Humans will be cut off from work and will be on a forever UBI system that you will have to be spending tokens as currency for basic services /s.

The AI industry, and arguably at this point the tech industry as a whole, isn't concerned with sustainability, as long as they can profit today tomorrow is tomorrow's problem. Who will buy the services, where will data for AI training come from, these are perfectly valid questions but they're questions that don't have an immediate effect on profit, so easier to ignore it until we can't apparently.

The same could be said about environmental concerns. It'll be a lot cheaper to deal with today than deal with when it becomes a problem, but its easier to ignore that and collect the cash from oil and gas whilst its going

> "Once the rockets are up, who cares where they come down?

> That's not my department!" says Wernher von Braun

It’s not tech or AI, it’s unregulated capitalism.
"I'll be gone, you'll be gone" - Wall Street phrase.

"Markets can remain irrational longer than you can remain solvent.” - J.M. Keynes

Wealth and Power are linked, but power is the goal for the wealthy, not the wealth itself. The moment the relationship of wealth and power is uncoupled, they will discard it in favor of whatever comes next in their accumulation of power.

It is incredibly naive to think that the way things currently are is the way things will be. There is significant reason to believe that after enough concentration of power, there would be no reason for them to continue to participate in traditional economics as we know them.

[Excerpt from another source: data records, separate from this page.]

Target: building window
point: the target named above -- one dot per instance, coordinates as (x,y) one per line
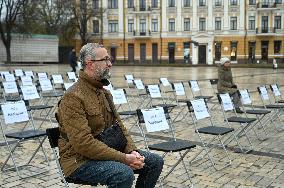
(202,24)
(277,47)
(218,23)
(186,3)
(130,4)
(172,3)
(218,2)
(96,4)
(154,3)
(202,2)
(96,26)
(234,2)
(277,22)
(218,51)
(154,25)
(112,26)
(186,24)
(251,23)
(143,26)
(112,4)
(252,2)
(234,47)
(172,24)
(130,25)
(233,23)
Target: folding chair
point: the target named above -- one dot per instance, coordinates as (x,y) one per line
(15,113)
(244,122)
(155,120)
(204,125)
(53,135)
(276,93)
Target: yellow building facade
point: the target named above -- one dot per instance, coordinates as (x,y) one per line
(191,31)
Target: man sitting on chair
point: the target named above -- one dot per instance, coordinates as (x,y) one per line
(86,110)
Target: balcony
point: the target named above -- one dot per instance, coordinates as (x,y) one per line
(142,34)
(265,31)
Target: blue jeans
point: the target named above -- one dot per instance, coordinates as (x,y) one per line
(118,175)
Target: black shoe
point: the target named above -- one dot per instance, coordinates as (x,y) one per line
(238,110)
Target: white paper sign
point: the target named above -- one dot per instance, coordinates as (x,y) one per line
(26,80)
(245,97)
(139,84)
(45,85)
(57,79)
(19,72)
(263,92)
(275,90)
(15,112)
(179,89)
(29,92)
(129,78)
(10,87)
(165,81)
(71,75)
(9,77)
(118,96)
(42,76)
(67,85)
(154,91)
(155,119)
(200,109)
(29,73)
(227,102)
(194,85)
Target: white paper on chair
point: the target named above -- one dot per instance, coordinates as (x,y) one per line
(200,109)
(15,112)
(29,73)
(42,76)
(194,85)
(155,119)
(118,96)
(67,85)
(275,90)
(10,87)
(165,81)
(9,78)
(263,93)
(26,80)
(139,84)
(245,97)
(19,72)
(45,85)
(71,75)
(227,102)
(29,92)
(154,91)
(179,89)
(57,79)
(129,78)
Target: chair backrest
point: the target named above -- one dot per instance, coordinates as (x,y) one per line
(53,136)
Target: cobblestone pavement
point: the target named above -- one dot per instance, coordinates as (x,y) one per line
(261,167)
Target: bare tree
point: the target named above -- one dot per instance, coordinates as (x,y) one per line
(9,11)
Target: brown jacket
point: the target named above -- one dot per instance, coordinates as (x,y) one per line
(225,80)
(83,113)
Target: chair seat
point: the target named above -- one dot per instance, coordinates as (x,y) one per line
(274,106)
(258,112)
(241,119)
(28,134)
(203,97)
(173,146)
(215,130)
(128,113)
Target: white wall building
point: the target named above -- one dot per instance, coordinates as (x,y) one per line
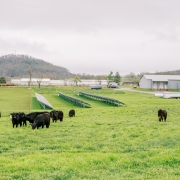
(160,82)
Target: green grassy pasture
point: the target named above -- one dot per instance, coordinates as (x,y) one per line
(102,142)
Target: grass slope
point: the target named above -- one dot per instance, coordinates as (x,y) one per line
(102,142)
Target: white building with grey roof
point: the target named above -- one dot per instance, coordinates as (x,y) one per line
(160,82)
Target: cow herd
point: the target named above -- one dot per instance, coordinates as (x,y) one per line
(41,119)
(38,119)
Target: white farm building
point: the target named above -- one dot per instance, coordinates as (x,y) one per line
(160,82)
(49,82)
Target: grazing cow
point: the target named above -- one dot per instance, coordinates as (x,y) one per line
(32,116)
(15,119)
(55,115)
(41,120)
(162,115)
(72,113)
(22,118)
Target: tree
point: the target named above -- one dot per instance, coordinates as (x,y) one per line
(39,80)
(2,80)
(117,78)
(110,77)
(77,79)
(30,74)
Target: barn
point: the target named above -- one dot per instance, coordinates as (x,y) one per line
(160,82)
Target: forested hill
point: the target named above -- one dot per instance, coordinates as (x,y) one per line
(22,65)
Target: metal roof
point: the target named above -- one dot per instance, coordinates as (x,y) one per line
(43,101)
(162,77)
(35,79)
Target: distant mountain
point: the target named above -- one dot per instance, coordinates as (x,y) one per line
(175,72)
(22,65)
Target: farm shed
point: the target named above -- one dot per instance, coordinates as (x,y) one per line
(171,95)
(95,87)
(160,82)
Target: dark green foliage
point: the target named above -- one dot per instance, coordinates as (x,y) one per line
(117,78)
(2,80)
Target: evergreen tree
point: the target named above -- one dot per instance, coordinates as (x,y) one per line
(110,77)
(2,80)
(77,79)
(117,78)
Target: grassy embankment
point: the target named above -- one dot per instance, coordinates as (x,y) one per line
(102,142)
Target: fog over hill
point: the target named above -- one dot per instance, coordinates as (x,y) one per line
(22,65)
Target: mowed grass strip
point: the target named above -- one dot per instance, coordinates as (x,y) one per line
(102,142)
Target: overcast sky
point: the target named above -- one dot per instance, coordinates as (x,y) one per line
(94,36)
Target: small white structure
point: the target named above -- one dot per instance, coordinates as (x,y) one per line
(160,82)
(159,94)
(171,95)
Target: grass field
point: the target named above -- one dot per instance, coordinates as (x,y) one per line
(102,142)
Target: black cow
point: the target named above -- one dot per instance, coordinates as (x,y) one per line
(41,120)
(72,113)
(32,116)
(16,120)
(22,118)
(162,115)
(55,115)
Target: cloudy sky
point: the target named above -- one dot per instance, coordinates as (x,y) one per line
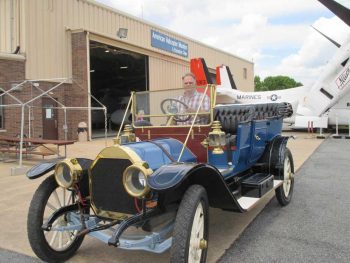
(275,35)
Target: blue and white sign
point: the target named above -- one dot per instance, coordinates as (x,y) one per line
(172,45)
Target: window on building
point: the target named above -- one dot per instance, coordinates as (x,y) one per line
(213,77)
(245,73)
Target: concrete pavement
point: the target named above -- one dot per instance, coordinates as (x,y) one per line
(17,192)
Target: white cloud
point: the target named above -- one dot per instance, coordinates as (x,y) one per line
(276,35)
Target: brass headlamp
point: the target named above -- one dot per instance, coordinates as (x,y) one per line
(68,172)
(127,136)
(217,138)
(135,179)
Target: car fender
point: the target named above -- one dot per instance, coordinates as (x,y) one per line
(274,152)
(172,180)
(42,168)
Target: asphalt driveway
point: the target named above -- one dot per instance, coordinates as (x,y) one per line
(315,226)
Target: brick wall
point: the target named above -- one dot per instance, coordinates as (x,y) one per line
(70,95)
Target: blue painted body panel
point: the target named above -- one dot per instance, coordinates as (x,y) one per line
(252,138)
(155,156)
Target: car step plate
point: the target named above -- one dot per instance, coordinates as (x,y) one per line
(247,203)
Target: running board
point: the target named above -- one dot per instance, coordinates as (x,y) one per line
(247,203)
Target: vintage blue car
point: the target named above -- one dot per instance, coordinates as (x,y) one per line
(153,188)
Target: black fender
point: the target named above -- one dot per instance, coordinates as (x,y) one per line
(273,155)
(42,168)
(172,180)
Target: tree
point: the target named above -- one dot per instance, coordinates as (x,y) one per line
(275,83)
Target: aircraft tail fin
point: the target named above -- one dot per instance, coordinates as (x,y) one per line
(200,70)
(224,77)
(340,11)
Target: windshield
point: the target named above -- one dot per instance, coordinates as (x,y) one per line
(177,107)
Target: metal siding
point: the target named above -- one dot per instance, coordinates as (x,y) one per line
(164,74)
(48,54)
(9,28)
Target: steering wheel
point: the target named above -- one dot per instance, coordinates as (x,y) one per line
(171,108)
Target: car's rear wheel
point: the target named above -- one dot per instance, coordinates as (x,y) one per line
(190,237)
(286,174)
(57,244)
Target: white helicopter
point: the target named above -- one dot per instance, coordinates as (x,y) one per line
(327,102)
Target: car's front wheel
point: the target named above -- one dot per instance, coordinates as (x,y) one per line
(190,237)
(286,174)
(58,244)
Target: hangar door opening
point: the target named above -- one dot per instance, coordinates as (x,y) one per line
(114,73)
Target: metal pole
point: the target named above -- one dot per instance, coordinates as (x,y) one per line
(65,123)
(336,125)
(105,113)
(126,112)
(21,141)
(29,123)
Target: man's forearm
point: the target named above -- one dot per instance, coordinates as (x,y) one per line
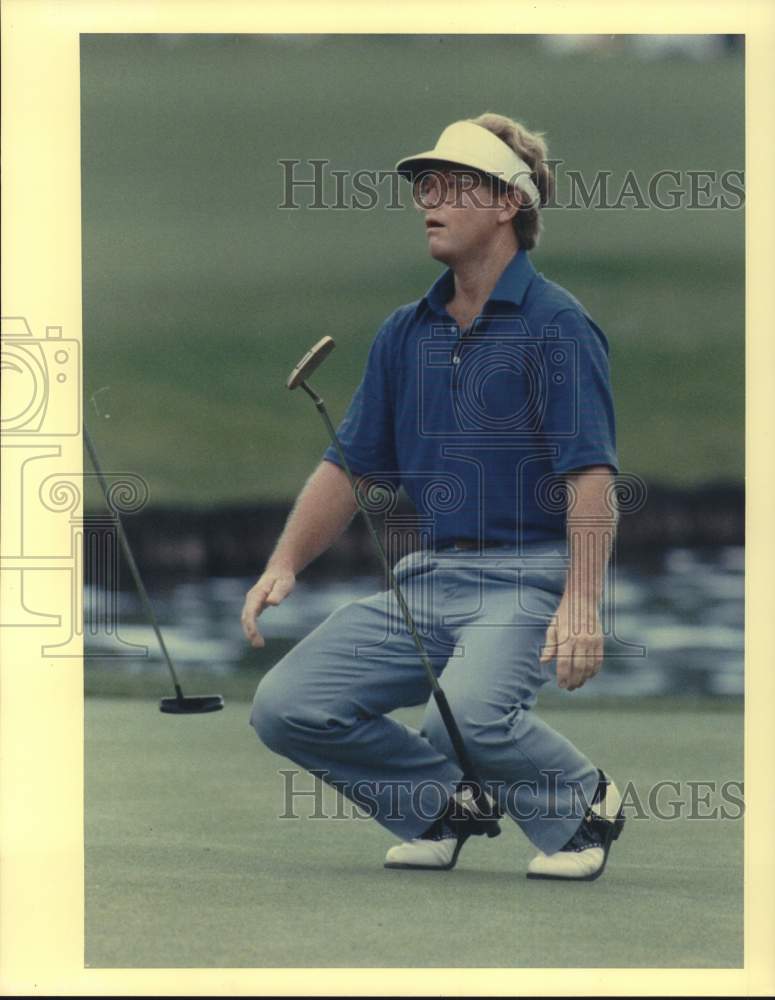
(591,528)
(322,511)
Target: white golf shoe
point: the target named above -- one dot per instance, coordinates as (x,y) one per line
(584,857)
(424,853)
(438,848)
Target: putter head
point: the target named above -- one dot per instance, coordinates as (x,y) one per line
(315,356)
(196,704)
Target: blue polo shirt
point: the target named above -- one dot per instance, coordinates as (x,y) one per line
(479,428)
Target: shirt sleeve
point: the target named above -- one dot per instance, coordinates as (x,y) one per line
(579,419)
(367,431)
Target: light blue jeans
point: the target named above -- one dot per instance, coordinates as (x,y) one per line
(483,620)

On the bright side, history shows us that powerful people tend to concentrate power up to the point in which they start to believe themselves as some sort of god-like being. At which point they are reliably proven they are not. The Sword of Damocles hangs above all of them.

People are confused.

The circular trade deals we see during the AI boom where companies basically pass around the same pile of cash to each other and grow their valuations is a preview of what’s to come. They are normalizing a world of less consumers.

Wealthy people and corporations will just pass money to each other back and forth through deals and contracts. The underclass will be shut out.

NGMI companies will fight for scraps from these poor underclass consumers, until they ultimately starve.

The world will just be left with big megacorps and their machines. Wealthy titans will digitize their souls and keep their image alive in perpetuity, long after their body has decayed to bones.